"Appreciating Literature"
“‘Cortes Island’!” Cindy reads the title aloud, thrills at the name, imagining hard- muscled conquistadors, their polished armor glinting in the primitive Mexican sun, brilliant parrot plumes, viridian and aureate, azure and magenta, fastened into the studded trappings of their cantering mounts, snorting horses whose hooves strike sparks from the crackling stones as they carry those haughty warriors across the New World into the pagan splendor of the Aztecs drenched in gold and the blood of virgins from the altar stone.
It's even better in American, she reflects: CorteZ! Slashing his way through California's golden valleys full-filled now with pregnant ruby grapes weighing down the trussed and twisted vines, Zorro, too, masters a raging horse bedecked in ebony and silvered gear. The heavy, heady aroma of hand-tooled leather mixing with the sharp scent of the lathered stallion proclaims the irresistible male rousing the sun-soaked land laced over with the genteel fragrance of orange and azalea blossoms but still, unmistakably, the fertile female. And Zorro descended from the conquistadors, physically separated by generations but spiritually their immediate heir, the proud Castilian smile, the elegant courtier's mustache, the entrancing midnight eyes, ennobled now to see not just the glint of treasure but the riches of the heart. Oh, it all fits together perfectly!
Cindy leans back, exhales. It’s so exciting, overwhelming really, how a sibilant word ere, a pungent phrase there can explode the suffocating prison of her mousy life and catapult her into an iridescent world pulsing with arterial blood. She hopes she’ll have raunchy dreams tonight, like the girl in the story, and wake bathed in funky sweat, remembering the bestial couplings on the jungle carpet of her dreams, knowing she should be ashamed but luxuriating in the smell and texture and weight of her body, the chattering little gnaw of conscience actually intensifying the musky, shuddering spasms of the animal into the defiant delight of the forbidden.

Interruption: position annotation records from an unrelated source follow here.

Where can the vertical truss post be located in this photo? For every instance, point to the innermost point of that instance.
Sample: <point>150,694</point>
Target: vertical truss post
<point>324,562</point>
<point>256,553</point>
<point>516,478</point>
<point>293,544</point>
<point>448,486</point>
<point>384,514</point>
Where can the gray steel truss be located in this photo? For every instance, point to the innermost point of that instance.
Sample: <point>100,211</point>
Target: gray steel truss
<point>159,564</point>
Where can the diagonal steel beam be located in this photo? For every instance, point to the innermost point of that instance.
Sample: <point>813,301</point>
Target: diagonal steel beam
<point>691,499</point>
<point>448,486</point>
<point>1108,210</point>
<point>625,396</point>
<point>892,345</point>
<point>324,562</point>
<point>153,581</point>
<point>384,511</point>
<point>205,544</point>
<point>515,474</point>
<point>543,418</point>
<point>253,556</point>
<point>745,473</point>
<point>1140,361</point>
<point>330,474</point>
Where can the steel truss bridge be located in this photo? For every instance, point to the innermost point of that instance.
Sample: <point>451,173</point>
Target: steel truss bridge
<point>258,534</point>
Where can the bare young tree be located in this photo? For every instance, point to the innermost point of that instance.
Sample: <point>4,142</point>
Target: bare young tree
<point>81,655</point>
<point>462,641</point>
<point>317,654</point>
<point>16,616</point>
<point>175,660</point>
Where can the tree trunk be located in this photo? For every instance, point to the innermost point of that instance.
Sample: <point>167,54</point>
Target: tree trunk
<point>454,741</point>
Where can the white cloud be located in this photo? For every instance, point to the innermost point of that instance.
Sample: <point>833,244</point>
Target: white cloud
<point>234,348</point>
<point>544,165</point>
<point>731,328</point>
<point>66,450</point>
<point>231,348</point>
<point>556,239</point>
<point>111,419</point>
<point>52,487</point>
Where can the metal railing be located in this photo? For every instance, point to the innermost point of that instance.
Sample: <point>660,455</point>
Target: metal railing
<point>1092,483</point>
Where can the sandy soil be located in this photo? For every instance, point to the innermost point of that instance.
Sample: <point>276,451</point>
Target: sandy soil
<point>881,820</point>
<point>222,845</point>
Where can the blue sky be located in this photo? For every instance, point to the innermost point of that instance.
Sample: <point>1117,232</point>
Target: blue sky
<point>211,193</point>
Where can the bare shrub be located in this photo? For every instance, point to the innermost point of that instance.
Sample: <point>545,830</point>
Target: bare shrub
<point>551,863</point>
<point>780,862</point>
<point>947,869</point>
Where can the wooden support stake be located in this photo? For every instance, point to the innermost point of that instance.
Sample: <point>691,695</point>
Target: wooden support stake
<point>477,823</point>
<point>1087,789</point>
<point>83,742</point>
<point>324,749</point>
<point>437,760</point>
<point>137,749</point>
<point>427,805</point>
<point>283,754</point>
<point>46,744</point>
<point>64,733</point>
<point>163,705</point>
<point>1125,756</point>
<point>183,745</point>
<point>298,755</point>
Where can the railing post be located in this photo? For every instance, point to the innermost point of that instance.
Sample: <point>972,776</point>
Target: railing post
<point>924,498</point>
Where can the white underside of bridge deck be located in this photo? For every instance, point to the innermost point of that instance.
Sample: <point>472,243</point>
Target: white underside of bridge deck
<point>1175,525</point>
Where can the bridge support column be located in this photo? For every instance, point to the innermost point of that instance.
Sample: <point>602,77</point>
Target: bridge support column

“Enough of this!” she lectures herself, sitting up, closing her book. “It's all well and good to daydream through a story book, but what’s needed, Cindy Mathews, is to get up, go forth, and bbring some real excitement—adventure, romance, mystery—whatever—into your life. You go right down to Mr. Soto's room, and you see him, smell him, sense him, every nerve soaking up every scintilla of what he is and whatever he was. Just like the girl in the story!”
Cindy strides down the bright, cluttered hall of the Vancouver Sun Nursing Home. Like a relic he was, an old warrior from barbarous times, she reminds herself.
The door to Mr. Soto's room stands half open. She knocks as she sticks her head in, her professional smile broad, her practiced eyes wary, ready for . . . whatever. But he isn't there. Then, amidst snarling and scraping, Mr. Soto emerges clumsily from the bathroom, leaning on his walker, dragging his useless leg, his fly unzipped, his belt barely buckled, his pants about to be pulled down by his awkward motion.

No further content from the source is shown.